It was, I have it set up in my room (two large windows so its hard to heat) and it keeps the room in the 80s... we had power go out again last night, luckily it came back on within a few minutes, but the temps for all of my tanks still dropped really low (from 82 to 76) so it was still a big scare, I went and talked to managment about it this morning and they are trying to fix the problem (cable has been out also, not sure whats going on)
my BF says its all becauses its 2012


----------



## Laki (Aug 24, 2011)

I don't know why but my Lakitu is fine in all temp water. When the heater got kicked out of the wall socket (today) the water was about 68F and he's fine swimming around. He was never clamped or cold before I got the heater and while I was away at christmas time, I had my mom put him in a small qt for the change (bc I knew she didn't want to clean everything in his 3g and set up the heater and etc. And I didn't trust the bettatherm in a smaller tank).
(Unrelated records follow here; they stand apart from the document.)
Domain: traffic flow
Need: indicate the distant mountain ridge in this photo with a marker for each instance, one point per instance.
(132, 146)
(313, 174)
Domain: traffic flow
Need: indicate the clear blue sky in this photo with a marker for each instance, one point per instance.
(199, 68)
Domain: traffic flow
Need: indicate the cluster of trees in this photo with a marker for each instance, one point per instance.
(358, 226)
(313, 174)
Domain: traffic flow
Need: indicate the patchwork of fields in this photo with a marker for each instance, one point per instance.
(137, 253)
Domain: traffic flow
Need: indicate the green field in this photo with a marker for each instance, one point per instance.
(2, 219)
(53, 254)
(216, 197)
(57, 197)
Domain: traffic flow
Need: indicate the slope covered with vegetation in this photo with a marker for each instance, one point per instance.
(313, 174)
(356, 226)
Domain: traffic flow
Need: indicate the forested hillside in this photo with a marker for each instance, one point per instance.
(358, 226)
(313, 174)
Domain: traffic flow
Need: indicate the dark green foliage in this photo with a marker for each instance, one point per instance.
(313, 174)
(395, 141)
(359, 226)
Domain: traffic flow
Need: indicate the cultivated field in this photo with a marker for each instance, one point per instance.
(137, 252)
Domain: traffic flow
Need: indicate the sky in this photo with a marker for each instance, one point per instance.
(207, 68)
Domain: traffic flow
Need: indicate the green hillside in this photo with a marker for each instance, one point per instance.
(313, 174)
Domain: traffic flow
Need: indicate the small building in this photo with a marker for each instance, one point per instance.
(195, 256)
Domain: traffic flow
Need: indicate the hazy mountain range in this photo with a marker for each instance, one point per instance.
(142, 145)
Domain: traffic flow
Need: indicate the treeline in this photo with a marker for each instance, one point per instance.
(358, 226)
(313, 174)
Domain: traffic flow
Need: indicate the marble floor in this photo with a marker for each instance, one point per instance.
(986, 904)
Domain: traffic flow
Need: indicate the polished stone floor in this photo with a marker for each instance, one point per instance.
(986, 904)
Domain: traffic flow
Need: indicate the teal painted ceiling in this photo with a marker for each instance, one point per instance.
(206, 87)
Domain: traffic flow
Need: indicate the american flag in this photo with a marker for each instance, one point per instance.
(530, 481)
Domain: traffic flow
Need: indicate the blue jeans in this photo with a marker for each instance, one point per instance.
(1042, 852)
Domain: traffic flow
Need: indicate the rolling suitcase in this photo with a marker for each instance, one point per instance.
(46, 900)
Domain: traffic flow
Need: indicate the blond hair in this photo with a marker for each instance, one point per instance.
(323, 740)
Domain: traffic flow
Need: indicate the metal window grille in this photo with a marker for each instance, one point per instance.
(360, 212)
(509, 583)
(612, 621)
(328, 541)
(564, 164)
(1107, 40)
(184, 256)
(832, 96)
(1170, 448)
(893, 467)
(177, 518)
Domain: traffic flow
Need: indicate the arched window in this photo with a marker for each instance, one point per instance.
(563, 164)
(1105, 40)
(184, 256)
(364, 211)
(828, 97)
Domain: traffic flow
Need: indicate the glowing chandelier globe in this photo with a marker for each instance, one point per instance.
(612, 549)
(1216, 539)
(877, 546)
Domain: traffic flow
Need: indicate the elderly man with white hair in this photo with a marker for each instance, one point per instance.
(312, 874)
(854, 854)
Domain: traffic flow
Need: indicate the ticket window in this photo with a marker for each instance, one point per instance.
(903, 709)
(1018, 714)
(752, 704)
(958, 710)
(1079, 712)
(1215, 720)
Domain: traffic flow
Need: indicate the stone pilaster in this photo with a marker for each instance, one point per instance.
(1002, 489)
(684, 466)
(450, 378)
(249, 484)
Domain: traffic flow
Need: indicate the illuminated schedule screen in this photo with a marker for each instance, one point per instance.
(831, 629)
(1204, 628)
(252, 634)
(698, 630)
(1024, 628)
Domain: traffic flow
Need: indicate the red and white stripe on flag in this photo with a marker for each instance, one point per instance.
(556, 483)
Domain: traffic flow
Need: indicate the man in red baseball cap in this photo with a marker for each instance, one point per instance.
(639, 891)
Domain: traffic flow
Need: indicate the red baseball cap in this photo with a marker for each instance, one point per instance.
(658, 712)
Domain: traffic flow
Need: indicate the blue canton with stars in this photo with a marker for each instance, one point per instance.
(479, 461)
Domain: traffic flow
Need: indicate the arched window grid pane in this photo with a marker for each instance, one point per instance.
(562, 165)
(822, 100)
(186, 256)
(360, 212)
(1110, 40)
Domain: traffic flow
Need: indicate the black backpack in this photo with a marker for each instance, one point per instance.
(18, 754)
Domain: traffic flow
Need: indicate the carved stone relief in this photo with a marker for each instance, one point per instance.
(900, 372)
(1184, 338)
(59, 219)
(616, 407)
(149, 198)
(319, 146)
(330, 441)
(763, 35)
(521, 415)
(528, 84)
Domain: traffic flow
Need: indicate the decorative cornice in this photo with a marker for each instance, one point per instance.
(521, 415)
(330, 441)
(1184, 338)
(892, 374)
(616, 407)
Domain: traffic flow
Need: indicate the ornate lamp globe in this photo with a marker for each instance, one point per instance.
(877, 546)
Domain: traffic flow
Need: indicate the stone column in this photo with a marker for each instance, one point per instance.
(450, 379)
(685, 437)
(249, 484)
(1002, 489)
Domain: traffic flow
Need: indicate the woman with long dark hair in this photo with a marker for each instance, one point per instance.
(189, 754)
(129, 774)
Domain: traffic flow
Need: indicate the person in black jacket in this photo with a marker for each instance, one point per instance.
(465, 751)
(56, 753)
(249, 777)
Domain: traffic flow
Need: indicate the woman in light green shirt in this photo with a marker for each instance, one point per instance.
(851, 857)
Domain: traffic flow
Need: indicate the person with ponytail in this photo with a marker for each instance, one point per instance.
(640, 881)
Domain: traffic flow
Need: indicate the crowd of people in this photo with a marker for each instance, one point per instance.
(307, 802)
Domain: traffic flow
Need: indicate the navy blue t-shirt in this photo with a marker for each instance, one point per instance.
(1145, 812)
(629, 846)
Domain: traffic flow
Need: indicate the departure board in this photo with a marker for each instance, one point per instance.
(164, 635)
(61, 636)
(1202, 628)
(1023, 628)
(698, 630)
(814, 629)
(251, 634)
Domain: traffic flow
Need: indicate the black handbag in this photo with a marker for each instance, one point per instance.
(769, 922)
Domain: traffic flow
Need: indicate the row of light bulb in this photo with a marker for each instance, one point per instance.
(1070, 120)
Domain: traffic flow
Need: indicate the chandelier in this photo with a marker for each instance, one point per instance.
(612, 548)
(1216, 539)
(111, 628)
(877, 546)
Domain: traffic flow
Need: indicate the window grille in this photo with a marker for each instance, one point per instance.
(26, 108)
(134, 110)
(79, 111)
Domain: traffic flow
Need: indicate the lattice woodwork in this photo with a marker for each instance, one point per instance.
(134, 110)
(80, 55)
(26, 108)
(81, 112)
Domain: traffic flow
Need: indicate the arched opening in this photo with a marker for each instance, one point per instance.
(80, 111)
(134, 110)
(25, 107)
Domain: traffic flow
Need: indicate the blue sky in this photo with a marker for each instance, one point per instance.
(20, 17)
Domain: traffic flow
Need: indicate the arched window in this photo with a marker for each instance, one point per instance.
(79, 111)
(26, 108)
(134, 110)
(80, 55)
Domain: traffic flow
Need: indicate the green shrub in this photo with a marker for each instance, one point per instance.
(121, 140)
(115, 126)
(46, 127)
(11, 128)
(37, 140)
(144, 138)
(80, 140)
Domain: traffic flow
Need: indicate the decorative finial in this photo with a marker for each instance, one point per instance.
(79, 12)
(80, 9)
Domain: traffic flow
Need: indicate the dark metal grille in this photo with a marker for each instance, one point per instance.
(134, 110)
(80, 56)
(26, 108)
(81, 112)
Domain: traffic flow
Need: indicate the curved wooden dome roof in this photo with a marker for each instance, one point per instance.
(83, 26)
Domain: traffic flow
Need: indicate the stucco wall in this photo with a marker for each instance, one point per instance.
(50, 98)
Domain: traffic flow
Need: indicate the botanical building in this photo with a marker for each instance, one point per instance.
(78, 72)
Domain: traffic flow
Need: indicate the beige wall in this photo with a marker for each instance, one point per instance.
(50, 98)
Anyway, Lakitu is not fazed by colder water.. I hope this is not unique to him, bc I'd like another betta and I want to know they'll be okay if there is no heater


----------



## LittleBettas (Jul 23, 2011)

Most bettas are like that, its actually my dumb luck that while I was gone the temperature dropped to the low 30s and even the 20s... of course, it has since picked up and has even been in the 80s a few days for the new year :-(


----------



## headerthebettalover (Jan 6, 2012)

im so sorry about your loss. i know what it feels like. hugs


----------



## LittleBettas (Jul 23, 2011)

Thank you header :-(


----------